Variadic functions in Go allow you to write functions that accept any number of arguments of a specified type. This is useful for flexible APIs like summing numbers or logging messages. Inside the function, the variadic parameter is treated as a slice, enabling iteration and manipulation.

Code

package main

import (
  "fmt"
)

// Variadic function - accepts any number of ints
func sum(nums ...int) int {
  total := 0
  // nums is a slice of int inside the function
  for _, n := range nums {
    total += n
  }
  return total
}

func main() {
  // Call with any number of arguments
  fmt.Println("Sum:", sum(1, 2, 3, 4, 5))

  // Spread a slice into a variadic function using ...
  numbers := []int{10, 20, 30}
  fmt.Println("Sum with slice:", sum(numbers...))

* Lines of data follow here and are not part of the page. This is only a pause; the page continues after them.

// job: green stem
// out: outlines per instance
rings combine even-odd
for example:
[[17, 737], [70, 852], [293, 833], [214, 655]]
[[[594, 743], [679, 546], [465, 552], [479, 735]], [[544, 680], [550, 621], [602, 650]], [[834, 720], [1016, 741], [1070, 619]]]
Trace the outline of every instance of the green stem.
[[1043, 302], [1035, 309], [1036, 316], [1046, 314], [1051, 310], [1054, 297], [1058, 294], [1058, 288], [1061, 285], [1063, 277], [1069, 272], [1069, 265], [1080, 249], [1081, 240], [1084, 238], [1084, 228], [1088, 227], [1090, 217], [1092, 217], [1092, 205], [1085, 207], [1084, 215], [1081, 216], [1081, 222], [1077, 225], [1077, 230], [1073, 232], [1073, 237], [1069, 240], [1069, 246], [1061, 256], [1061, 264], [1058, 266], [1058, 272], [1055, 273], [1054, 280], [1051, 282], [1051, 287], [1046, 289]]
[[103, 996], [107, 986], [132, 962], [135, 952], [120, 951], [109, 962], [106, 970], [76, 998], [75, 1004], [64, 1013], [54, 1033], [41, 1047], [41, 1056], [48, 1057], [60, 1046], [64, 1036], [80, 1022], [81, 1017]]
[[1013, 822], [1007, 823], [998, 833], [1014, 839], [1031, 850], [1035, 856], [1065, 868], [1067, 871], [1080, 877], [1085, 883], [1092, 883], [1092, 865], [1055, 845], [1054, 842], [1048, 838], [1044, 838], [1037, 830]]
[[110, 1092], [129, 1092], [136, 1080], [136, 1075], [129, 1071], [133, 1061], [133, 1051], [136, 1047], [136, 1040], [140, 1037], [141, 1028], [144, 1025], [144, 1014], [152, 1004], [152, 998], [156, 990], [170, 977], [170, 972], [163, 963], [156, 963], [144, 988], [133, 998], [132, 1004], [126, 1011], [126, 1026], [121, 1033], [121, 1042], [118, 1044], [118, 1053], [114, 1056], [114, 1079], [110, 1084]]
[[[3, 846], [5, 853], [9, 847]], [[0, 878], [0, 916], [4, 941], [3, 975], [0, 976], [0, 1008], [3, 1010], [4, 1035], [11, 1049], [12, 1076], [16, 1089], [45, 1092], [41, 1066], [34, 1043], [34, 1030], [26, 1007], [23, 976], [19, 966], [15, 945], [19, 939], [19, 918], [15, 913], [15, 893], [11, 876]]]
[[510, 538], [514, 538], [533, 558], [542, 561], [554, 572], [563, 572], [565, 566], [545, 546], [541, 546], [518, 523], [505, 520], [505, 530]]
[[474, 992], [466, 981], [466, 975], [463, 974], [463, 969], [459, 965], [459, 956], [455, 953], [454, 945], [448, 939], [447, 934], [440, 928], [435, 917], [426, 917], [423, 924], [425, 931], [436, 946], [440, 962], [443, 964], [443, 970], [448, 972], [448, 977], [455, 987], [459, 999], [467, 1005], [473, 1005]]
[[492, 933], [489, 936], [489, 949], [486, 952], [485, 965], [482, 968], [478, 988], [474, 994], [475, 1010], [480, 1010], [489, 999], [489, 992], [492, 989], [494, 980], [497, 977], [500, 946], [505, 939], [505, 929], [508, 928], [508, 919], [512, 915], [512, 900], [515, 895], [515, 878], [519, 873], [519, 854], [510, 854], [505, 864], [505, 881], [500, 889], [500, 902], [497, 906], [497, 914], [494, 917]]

  // Mixed parameters: regular + variadic
  greetAll("Hello", "Alice", "Bob", "Charlie")
}

// Mixed parameters example: greeting + any number of names
func greetAll(greeting string, names ...string) {
  for _, name := range names {
    fmt.Println(greeting, name)
  }
}

Key Points

  • Variadic parameters use the syntax func f(args ...Type) and behave like slices inside the function.
  • You can call variadic functions with zero or more arguments, or pass a slice using the spread operator slice....
  • Functions can combine regular parameters with variadic ones, but the variadic parameter must be last.
  • Common Go functions like fmt.Println use variadic parameters to accept any number of arguments.
  • The spread operator is useful for forwarding slices to variadic functions, enabling flexible code reuse.